В отличие от всех предыдущих постановок балета, редакция К. Сергеева была наиболее освещена, описана, разобрана в прессе (и премьера — 25 марта 1952 года — и последующие ее возобновления). Эта редакция продолжает оставаться у нас «на глазах», хотя за всю долгую жизнь ее также не обошли разного рода трансформации. Именно она в своей художественной сути запечатлела образец консенсуса нового уровня в развитии балета с балетными традициями прошлого.
В печатных отзывах на премьеру засвидетельствован огромный успех спектакля. Восторженные мнения объединяют буквально все статьи, фамилии под которыми самые авторитетные: Богданов-Березовский, Ивановский, Красовская и др. Это не означает, что не было критики, подчас весьма острой. Но она касалась отдельных моментов, конкретных сцен и танцев, а не постановки в целом, в которой возник праздничный и гармоничный образ балета-феерии, неразрывно слитый с чарующим оформлением С. Вирсаладзе. Вспомним, как сорок лет назад многих не устраивало предыдущее оформление «Спящей красавицы» К. Коровина: резал глаз не кричащий живописный разнобой всех актов, а иной, единый взгляд на сценографию. В 1950-х годах большинство уже смогло оценить живописную концепцию художника, объемлющую частности и целое. «Фантазия Вирсаладзе щедра
и неожиданна. Его кисть свободна, порой дерзка, но в то же время не расточительна. <.> Есть в "Спящей красавице" вальс, который Вирсаладзе называет зеленым (в первом акте. — Н. З.). На фоне весеннего пейзажа, целомудренного и свежего, скользят пары. Они одеты в зеленое. Сотни зеленых костюмов на фоне расцветающей зелени. Ни одного яркого пятна, но в богатстве оттенков пробегающих фигур — от бледно-салатного до насыщенного густозеленого — видится радостный, обещающий хоровод весны» [48, с. 3]. Во время обсуждения новой редакции балета на худсовете в театре критик Л. Энтелис сказал: «Я хотел бы, чтобы все спектакли Кировского театра были такие же, как "Спящая красавица". Здесь все дано, и главное, дана изумительная оптимистическая концепция. То, что Ленинград получил такой спектакль — очень большая радость. Спектакль завоевывает и своим красочным оформлением. <.> Вирсаладзе у всех на устах, и это справедливо: великолепнейшая работа художника» [49, лист 2]. В 1988 году, готовясь к капитальному возобновлению «Спящей красавицы» в редакции К. Сергеева, (последнему при его жизни) балетное руководство театра решило сменить художника спектакля. После обсуждения первых эскизов декораций и костюмов было принято решение, записанное в протокол: «Работу художника. считать выполненной на первоначальном этапе подготовки. <.> Однако, принимая во внимание, что предложенный художником новый вариант сценического оформления не соответствует общему стилю, эстетике спектакля, поставленного М. И. Петипа, рекомендовать дирекции театра. вернуться к оформлению художника Вирсаладзе С. Б., выполненному в 1953 году (ошибка в дате. — Н. З.), тщательно и капитально отреставрировав его. (Принять единогласно)» [50, л. 57].

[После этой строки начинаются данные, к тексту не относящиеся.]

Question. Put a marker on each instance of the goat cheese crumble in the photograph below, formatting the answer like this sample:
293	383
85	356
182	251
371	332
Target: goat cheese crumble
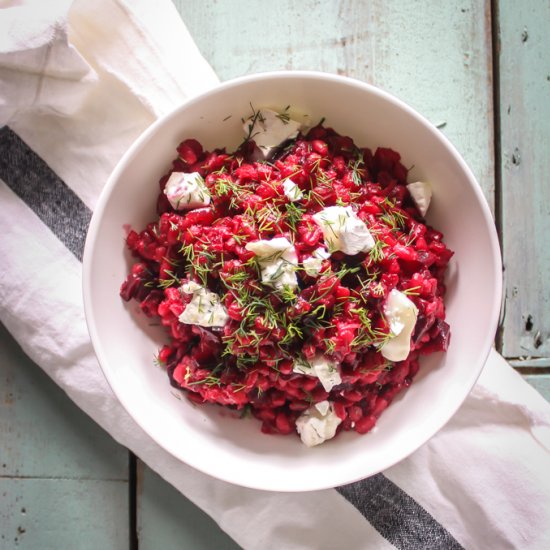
343	230
204	309
421	193
317	424
186	191
401	314
278	261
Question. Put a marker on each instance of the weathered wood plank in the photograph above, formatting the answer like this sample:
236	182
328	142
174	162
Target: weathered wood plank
166	519
541	382
43	432
63	481
51	514
434	55
525	137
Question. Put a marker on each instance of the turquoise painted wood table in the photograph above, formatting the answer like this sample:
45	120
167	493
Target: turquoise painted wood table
480	70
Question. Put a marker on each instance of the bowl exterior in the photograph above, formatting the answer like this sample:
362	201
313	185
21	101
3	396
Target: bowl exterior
209	438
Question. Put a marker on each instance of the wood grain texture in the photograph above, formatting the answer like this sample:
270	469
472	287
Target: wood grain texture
54	514
434	55
167	520
525	137
63	480
541	382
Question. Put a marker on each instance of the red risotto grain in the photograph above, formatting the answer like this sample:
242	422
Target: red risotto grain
336	313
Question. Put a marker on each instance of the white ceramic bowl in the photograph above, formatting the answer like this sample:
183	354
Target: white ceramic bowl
211	439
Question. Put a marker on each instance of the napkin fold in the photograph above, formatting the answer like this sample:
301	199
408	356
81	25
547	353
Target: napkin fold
78	83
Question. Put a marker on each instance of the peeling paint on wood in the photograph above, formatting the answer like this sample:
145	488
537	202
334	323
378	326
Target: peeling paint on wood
525	138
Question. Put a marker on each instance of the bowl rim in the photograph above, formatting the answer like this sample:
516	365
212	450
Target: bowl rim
107	190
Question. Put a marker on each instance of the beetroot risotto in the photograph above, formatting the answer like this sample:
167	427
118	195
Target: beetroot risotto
296	278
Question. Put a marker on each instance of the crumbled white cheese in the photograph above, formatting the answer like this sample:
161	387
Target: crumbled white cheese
186	191
278	261
270	129
343	230
323	407
317	424
401	314
421	193
313	264
292	191
204	309
320	367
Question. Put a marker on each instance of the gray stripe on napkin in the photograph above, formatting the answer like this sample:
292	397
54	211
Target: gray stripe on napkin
34	182
396	515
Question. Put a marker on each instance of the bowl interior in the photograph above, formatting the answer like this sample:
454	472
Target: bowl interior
210	438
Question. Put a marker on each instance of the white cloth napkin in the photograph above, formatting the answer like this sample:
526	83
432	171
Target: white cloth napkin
73	96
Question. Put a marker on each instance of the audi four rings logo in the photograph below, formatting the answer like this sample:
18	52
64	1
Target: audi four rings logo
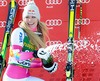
84	1
84	21
3	3
2	23
23	2
53	22
51	2
48	43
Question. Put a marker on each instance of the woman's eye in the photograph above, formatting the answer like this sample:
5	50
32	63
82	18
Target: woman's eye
27	16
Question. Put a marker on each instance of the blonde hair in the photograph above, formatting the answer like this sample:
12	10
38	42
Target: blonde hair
38	41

Работа, проделанная над «Спящей красавицей» Сергеевым, охватывала весь корпус балета и касалась не только внешних, но и глубинных слоев спектакля — его драматургической концепции и выразительных начал танца и пантомимы для каждой группы персонажей и центральных образов. К. Сергеев объяснял цели и принципы своей работы над балетом: «Музыкально-хореографическое действие, прежде всего, выражено в борьбе добра со злом (Феи Сирени с Карабосс), темы которых развиваются Чайковским в интродукции к балету. Отказываясь от условного жеста старого балетного театра, при помощи которого Петипа развивал сюжет, строил пантомимные сцены, длинные рассказы двух спорящих фей, мы стремимся найти танцевально-действенное решение этих сцен. <.> Мы хотим, чтобы борьба добра и зла была более подчеркнута сценически и зритель не знал бы уже в прологе, как в старом спектакле, исхода этой борьбы. <.> Пересматривая драматургию балета, сценическое действие, отдельные образы, танцы, мы стремимся к верному раскрытию глубоко волнующей, страстной, наполняющей все наше существо волшебными звуками музыки. Желание решить музыкально-хореографическое действие в соответствии с симфоническим звучанием оркестра и поднять музыкальную культуру балетного спектакля — такова задача, стоящая перед нами» [51, с. 2].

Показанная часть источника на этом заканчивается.